For most of the morning we walked alone, the four of us, separated by a few hundred yards, as other hikers came and went. We had so much to see and so little need to talk of it. We each kept our own pace, with our younger daughter, Frances, then 22, leading the way and my wife, Shailagh, picking up the rear. We would come to a vista and pause to marvel at how far we had come, or to shake our heads in amazement at the vast temples of stone around us.

We had covered at least four miles of ground and perhaps a third of a mile in elevation before we caught our first full glimpse of the Colorado River, the creator of all this. We thrilled at the sight, but also at the sound of water in a land of silence. Down the last corkscrew trail, we entered a tunnel burrowed through the rock and crossed the elegant, 94-year-old suspension bridge that spans the Colorado.

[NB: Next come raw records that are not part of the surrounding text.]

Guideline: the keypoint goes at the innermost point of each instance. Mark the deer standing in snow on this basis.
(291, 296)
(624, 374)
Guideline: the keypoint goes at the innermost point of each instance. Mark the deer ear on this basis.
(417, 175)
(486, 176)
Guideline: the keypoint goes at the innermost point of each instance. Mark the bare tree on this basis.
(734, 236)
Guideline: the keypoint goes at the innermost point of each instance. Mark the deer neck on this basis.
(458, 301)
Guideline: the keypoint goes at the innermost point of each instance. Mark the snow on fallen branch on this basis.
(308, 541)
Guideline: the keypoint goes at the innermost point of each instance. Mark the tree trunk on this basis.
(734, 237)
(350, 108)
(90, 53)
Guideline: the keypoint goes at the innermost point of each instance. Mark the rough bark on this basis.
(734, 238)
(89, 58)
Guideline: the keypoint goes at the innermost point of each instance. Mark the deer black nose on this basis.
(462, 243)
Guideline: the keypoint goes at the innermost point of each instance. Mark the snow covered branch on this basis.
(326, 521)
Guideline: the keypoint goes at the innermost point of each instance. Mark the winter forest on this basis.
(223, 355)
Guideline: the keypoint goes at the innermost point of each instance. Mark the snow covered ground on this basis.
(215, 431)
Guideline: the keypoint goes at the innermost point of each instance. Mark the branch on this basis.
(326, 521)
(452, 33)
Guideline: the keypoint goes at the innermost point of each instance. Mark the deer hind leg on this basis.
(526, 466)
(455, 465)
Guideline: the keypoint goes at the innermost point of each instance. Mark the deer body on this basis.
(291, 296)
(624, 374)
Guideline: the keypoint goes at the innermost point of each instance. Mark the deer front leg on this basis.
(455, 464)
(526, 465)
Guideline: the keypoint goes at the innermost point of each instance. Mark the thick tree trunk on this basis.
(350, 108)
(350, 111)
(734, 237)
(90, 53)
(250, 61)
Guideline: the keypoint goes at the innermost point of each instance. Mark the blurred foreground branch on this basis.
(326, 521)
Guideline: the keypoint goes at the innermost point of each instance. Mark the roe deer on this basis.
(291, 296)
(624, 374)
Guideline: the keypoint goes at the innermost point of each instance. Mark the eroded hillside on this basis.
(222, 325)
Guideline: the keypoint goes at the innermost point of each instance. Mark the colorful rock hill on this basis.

Frances and her older sister, Lilly, were already on the other side, at Boat Beach, with Lilly then 24, gleefully up to her ankles in the river. I came down, tossing off shoes and socks and shirt, and plunged into the river. The river’s chill and strong westward pull provided a moment of arrival like few others. I surfaced to see my family there, bathed in sunlight and surrounded by unimaginable splendor. A rumbling laugh rose inside me that became like a sob but was entirely of joy and exaltation.

We walked into Phantom Ranch along Bright Angel Creek, beneath cottonwoods, alders and acacias. Our home for the next two nights, Cabin 7, was a small stone structure with an elegant roofline painted green and brown, two bunks inside, a sink, a small bathroom. No TV, no mint on the pillow. We could hear the creek rushing past and see the cottonwoods out the window.

The resident ranger advised we not miss the wee hours when the Milky Way had the moonless sky to itself, so that night I sneaked out around 4 a.m. to absorb the spectacle and see the day arrive. Sitting on the riverbank, I was dazzled as a bluish glow crept ever so slowly along the eastward rim until it erased the froth of the most distant stars and left only the brightest constellations. I walked back for breakfast thinking how we could all use more days that start like that.

Stuffed with pancakes and coffee, we had before us a full day to do as we pleased. That meant heading out on achy legs to the winding North Kaibab Trail that runs along Bright Angel Creek to the North Rim. We sneaked up the narrow but marvelous canyon carved by Phantom Creek, one of thousands of such crevasses that have formed the whole of Grand Canyon. Water is the scarcest commodity here, but also the artist of all you see. We ate bagged lunches perched on rocks along the creek.

On our last day, we set out well before sunrise for a return hike nearly 10 miles in distance and close to a mile in elevation up the Bright Angel Trail. Our sore legs soon loosened, and for the next five hours we loped up through the layers of stone. Many times, looking up, we laughed to see the cliff face we’d need to ascend, switchback by switchback, to get to the canyon’s rim.

This break in the stone has served for millenniums as the main path in and out of the canyon. The whole of it speaks to continuance. The century-old Phantom Ranch will have its restorative pause and reopen its doors, ready for the next century. From the canyon’s rim, we whooped and gasped and turned to look back. It was hard to believe that enchanted oasis was even there, way down at the bottom of all that.